Vellottamparappu is a panchayat town in Erode district in the Indian state of Tamil Nadu.

Demographics
 Indian census, Vellottamparappu had a population of 8129 which included equal numbers of male and female. Children below age 6 have a ratio of 8% of the total population. Vellottamparappu has an average literacy rate of 64%, which is higher than the national average of 59.5%. Literacy in males is higher than that of the females.
Sakthi poultry farm is the best farm at Vellotamparappu.

Economy
The population mostly consists of farmers and agricultural laborers who are dependent on the Kalingarayan canal.
The main crops are turmeric, paddy, sugarcane, maize, ginger, etc. Although the yield is good, the people are suffering mainly due to the lower prices for their products.

Facilities
The village has a public Higher Secondary school that has achieved 100% results in the SSLC examination over the last few years. 

The village has a small library that houses more than 1,000 books and various periodicals. It is used by the students and the local people.
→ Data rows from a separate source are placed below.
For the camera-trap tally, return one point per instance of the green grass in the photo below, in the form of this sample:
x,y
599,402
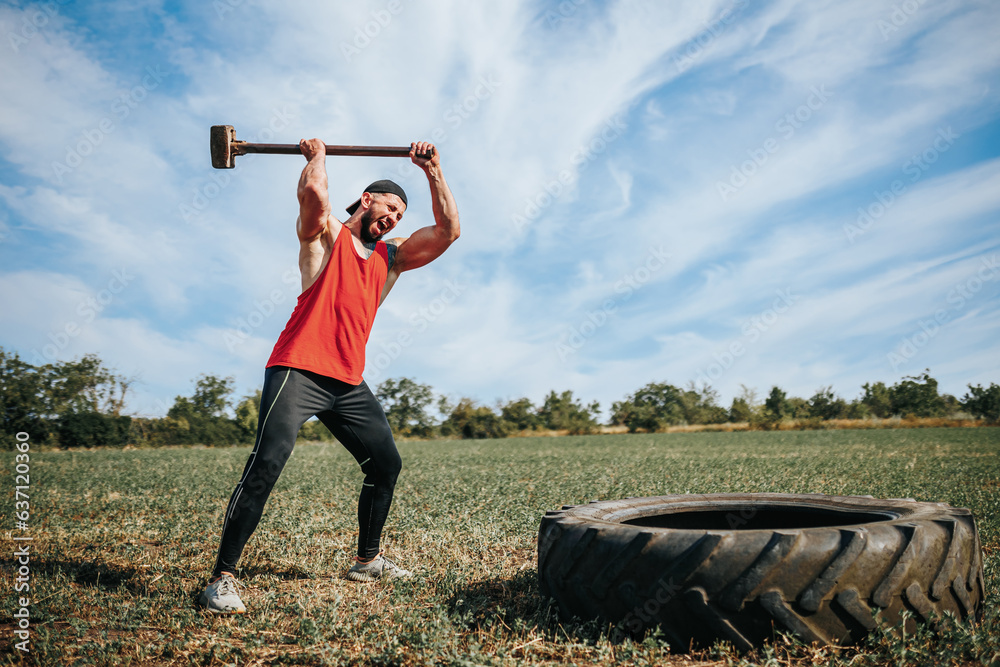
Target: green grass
x,y
124,540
Naduppalayam, which is a nearby village, has a market that opens every Thursday.

The Kundam festival, which occurs annually in January and February, is very famous in the area.

Subdivisions
This village holds the small towns of Perumampalayam, Periyur, Arikarankattur, Thitukattur, Vellapampalayam, Anaigoundan Pudur, Devampalayam, Naduppalayam, Devampalayam, Annamar Kovil and Vaduganur.